We moeten verder gaan dan woorden en gevoelens van afkeuring. Ons is geleerd dat de openingszin van het V'Ahavta-gebed ("U zult de Here uw God liefhebben met heel uw hart, heel uw ziel en al uw kracht”) betekent dat we God moeten dienen met al onze inzet, alle middelen die we hebben en moet ons leven (Talmoed Brakhot 61a).
We zijn niet machteloos ook niet ongehoord als we bereid zijn om schouder aan schouder te staan.
Als je hier in Israël bent, dan hebben we diegenen nodig die bereid zijn om iets van hun tijd te geven en zichzelf aan gevaar bloot te stellen wanneer we als menselijk schild bij de olijvenoogst aanwezig zijn (gelukkig, dankzij onze overwinning bij het Hooggerechtshof in 2006, steeds minder). Sommigen doen dit nu de laatste dagen ’s nachts in Jeruzalem om te bewerkstelligen dat de politie joodse extremisten aanpakt die Arabieren mishandelen en windschermen omvertrekken. Ik deed dit op 29 juni op de Egyptische grens met Afrikaanse asielzoekerekers.
Neem contact met me op als je wil helpen in Jeruzalem. Kom naar onze wekelijkse El-Araqib-wake op zondagmiddag vanaf 16.30 uur. En als de veiligheid het toelaat, loop dan met ons op donderdag ter herinnering van Moshe Silman. Laat zijn dood niet voor niets zijn geweest. Sluit je aan bij Tag Meir en laat zien dat wij het extremism niet willen laten winnen. Verhef je stem in solidariteit met Afrikaanse asielzoekers.
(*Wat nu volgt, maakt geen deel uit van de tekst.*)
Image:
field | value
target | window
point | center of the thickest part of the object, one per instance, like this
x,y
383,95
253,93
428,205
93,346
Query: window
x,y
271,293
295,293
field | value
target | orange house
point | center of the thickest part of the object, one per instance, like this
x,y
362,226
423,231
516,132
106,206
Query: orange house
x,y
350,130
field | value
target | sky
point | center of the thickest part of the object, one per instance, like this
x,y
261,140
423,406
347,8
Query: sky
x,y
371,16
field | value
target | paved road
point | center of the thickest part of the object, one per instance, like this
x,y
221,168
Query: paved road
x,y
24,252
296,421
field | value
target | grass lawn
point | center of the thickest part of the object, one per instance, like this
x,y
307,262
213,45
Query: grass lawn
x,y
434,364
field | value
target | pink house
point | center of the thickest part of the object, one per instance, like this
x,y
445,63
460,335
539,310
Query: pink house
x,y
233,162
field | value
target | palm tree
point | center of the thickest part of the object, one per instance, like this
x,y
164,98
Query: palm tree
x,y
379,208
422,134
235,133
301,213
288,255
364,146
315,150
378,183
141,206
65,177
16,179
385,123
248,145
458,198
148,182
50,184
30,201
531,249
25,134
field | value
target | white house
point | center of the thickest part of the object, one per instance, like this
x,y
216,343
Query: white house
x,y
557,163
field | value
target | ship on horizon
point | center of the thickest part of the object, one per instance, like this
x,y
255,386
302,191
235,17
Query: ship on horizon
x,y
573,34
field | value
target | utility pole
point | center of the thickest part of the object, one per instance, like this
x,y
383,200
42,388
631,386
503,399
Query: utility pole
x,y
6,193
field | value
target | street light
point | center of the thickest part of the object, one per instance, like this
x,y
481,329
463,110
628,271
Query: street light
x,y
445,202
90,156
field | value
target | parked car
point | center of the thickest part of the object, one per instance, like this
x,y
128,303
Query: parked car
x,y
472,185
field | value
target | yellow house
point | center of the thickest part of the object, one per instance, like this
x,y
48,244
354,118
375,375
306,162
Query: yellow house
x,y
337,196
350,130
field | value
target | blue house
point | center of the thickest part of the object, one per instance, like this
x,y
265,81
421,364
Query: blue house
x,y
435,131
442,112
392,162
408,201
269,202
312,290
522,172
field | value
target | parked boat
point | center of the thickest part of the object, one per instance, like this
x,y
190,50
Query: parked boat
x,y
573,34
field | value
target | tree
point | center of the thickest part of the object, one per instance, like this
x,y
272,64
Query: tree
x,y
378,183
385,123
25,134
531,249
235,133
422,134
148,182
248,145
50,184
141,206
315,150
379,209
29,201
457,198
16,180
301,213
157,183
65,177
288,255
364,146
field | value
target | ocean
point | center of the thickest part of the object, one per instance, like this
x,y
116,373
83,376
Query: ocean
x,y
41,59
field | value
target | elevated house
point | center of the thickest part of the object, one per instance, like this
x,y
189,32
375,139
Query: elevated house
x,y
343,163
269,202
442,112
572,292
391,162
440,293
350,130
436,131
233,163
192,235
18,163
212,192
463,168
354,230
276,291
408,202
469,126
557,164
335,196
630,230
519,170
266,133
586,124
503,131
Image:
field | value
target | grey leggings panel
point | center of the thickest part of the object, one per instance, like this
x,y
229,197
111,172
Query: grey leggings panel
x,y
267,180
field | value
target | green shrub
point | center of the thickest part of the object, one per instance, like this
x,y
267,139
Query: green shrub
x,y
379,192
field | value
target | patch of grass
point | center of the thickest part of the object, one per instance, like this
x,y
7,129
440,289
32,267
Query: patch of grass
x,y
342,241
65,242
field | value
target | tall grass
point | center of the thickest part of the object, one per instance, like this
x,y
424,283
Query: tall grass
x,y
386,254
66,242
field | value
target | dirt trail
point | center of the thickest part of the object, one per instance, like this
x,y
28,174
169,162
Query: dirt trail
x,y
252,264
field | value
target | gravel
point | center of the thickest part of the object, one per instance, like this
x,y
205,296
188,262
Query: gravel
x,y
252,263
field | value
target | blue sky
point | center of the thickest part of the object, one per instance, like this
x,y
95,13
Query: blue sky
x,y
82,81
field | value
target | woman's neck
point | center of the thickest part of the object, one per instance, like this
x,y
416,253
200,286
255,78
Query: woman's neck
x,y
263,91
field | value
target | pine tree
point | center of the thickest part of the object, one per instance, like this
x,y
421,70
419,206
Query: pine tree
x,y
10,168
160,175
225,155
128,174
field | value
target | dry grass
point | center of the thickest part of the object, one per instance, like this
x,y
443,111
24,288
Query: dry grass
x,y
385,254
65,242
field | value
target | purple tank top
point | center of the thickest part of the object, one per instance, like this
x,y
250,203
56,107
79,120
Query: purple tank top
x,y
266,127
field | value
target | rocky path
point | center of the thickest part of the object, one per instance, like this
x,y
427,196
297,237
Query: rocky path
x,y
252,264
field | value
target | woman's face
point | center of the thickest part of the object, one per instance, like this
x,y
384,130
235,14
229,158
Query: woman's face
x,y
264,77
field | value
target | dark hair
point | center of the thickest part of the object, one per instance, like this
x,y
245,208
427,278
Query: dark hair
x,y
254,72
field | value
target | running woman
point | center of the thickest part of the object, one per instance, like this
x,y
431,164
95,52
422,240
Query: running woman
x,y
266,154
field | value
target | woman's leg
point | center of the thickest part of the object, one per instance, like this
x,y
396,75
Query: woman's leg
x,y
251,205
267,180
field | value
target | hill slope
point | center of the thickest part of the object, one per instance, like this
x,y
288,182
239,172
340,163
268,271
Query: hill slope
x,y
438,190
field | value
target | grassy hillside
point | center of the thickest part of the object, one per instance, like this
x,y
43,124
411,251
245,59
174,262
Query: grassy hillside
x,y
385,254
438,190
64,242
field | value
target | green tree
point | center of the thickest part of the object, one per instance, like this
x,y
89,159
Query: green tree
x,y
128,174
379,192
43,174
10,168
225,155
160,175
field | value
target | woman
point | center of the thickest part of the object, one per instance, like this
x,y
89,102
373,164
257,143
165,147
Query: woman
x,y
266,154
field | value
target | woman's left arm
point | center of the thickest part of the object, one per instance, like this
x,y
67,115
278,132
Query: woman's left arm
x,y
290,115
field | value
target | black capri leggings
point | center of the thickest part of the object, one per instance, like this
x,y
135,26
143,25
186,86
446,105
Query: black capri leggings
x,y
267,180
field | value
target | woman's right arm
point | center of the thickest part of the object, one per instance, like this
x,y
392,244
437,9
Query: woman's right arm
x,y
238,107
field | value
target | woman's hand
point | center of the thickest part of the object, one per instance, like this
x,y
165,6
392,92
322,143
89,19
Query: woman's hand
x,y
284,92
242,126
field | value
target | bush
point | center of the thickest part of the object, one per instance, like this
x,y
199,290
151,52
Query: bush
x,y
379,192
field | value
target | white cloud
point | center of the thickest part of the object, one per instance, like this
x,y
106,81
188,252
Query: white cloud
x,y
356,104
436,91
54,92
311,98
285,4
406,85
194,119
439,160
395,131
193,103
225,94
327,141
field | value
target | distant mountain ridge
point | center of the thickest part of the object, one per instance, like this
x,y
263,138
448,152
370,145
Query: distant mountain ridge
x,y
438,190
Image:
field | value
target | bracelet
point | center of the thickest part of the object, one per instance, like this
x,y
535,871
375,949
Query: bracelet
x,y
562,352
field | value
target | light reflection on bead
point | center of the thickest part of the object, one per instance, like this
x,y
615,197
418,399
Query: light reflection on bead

Sluit je bij ons aan in Knesset en in de rechtbank als we proberen om onze ervaringen in het veld te vertalen naar beleidsveranderingen.
Als je niet in Israël bent, dan hebben we je nodig om te schrijven. Onderteken onze petities, zoals die voor El-Araqib. We hebben je nodig om bezoeken te brengen, te lobbyen en zorgvuldig en betrokken te spreken over onze liefde voor Israël en voor de hele mensheid. Neem contact met ons op om een spreker van Rabbis for Human Rights uit te nodigen en in jouw gemeenschap tes preken. Mijn komende reizen naar Noord-Amerika zullen in november 2014 en mei 2015 plaatsvinden.
En ja, als je gelooft dat rabbijnen schouder aan schouder moeten staan voor de Thora en gerechtigheid, dan is je financiële bijdrage welkom. Met jouw hulp onderwijzen we jonge Israëliërs en rabbijnen in opleiding van buiten Israël. We voorkomen dat Palestijns land wordt ingenomen, strijden voor sociale huisvestiging voor Israëliërs en voor de uitvoering van de Alaluf voorstellen om armoede te bestrijden. We zijn vastbesloten te verhinderen dat plannen om "niet erkende" Bedoeïenendorpen te vernietigen, worden uitgevoerd, waarbij hun inwoners worden verplaatst en de Bedoeïenen van hun land worden beroofd.
Samen zullen we dienen als partners van de Ene die de ogen van de spiritueel blinden kan openen.